---------------------------------------------------------------------
CS 577 (Intro to Algorithms)
Lec 18 (11/07/06) Shuchi Chawla
---------------------------------------------------------------------
Today: Min-cost max-flow, min-cost circulation; Randomized algorithms
Min-cost max-flow
=================
Last time we discussed the min-cost bipartite maximum matching
problem: we are given a bipartite graph with costs on edges; of all
the matchings of maximum size in this graph, we want to find the one
with the minimum cost. This problem can be reduced to the min-cost
max-flow problem using the usual reduction from bipartite matching to
flow.
In the min-cost max-flow we are given a graph G with source s and sink
t. Edges in the graph have a capacity c(e) as well as a cost w(e)
associated with them. We want to find a maximum flow in this network,
but if there are more than one max flows, we want to find the one with
the minimum cost.
How should we go about solving this? One approach is to modify the
Ford-Fulkerson algorithm to take costs into account. Let us recall the
FF algorithm:
1. Initialize flow to zero; construct residual graph G'
2. Repeat until done
a. Find a path from s to t in G'
b. Add flow along this path
c. Update graph G'
We mainly need to modify step 2a, but first we need to incorporate
costs into the residual graph. This is simple: if an edge e=(u,v) in G
has cost w(e), we assign the forward edge (u,v) in G' a cost of w(e)
and the backward edge (v,u) in G' a cost of -w(e). Then, just modify
step 2a to always pick the minimum cost from s to t. That's all!

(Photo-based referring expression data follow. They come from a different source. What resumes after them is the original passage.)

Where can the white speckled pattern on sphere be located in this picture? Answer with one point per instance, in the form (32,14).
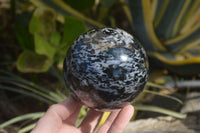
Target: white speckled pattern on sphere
(106,68)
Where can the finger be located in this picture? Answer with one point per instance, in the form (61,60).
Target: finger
(90,121)
(52,119)
(104,128)
(72,119)
(121,121)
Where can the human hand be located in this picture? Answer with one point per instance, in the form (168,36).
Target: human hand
(61,117)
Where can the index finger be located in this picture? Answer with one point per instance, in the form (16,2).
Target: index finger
(52,119)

How do we find the minimum cost path from s to t? Just treat the costs
as lengths and use Bellman-Ford to find the shortest path from s to
t. Note that the residual graph G' includes negative cost edges, so we
cannot use Dijkstras to find the shortest path.

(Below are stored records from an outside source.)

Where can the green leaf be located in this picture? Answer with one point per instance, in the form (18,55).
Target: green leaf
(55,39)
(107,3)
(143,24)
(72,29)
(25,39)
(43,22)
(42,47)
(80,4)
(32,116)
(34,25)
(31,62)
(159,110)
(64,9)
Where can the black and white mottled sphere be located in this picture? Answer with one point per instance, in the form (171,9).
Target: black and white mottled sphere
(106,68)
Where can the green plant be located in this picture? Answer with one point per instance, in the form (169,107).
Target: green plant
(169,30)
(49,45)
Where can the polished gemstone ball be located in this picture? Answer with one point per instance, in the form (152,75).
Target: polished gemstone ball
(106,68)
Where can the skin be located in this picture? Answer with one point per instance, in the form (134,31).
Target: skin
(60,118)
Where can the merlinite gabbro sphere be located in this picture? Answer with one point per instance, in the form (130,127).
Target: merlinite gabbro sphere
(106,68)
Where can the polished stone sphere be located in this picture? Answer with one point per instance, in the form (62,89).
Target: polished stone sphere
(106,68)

The running time of this algorithm is O(Fmn), where F is the size of
the maximum flow. This can be sped up by using smarter ways of picking
s-t paths, but that is beyond the scope of this course.
---------------------------------------------------------------------
Min-cost Circulation
====================
Let us now look at an extension of the min-cost max-flow problem.
Suppose that instead of a flow from some s to some t, we just wanted a
flow that was balanced everywhere, that is, there is no source or
sink, but the flow just circulates through the network. This is called
the min-cost circulation problem.
Exercise: How would you reduce the min-cost max-flow problem to the
min-cost circulation problem?
Note that we don't have a max-flow requirement any more. If the
network has no negative cost cycles, then any circulation has a
strictly positive cost, so the optimal solution sends no flow at
all. On the other hand, if the network has negative cost cycles, then
it helps to saturate those cycles completely.
This suggests the following algorithm for solving this problem (due to
Klein): just run Ford-Fulkerson and in step 2, pick any negative cost
cycle in the residual graph G' and saturate it with flow.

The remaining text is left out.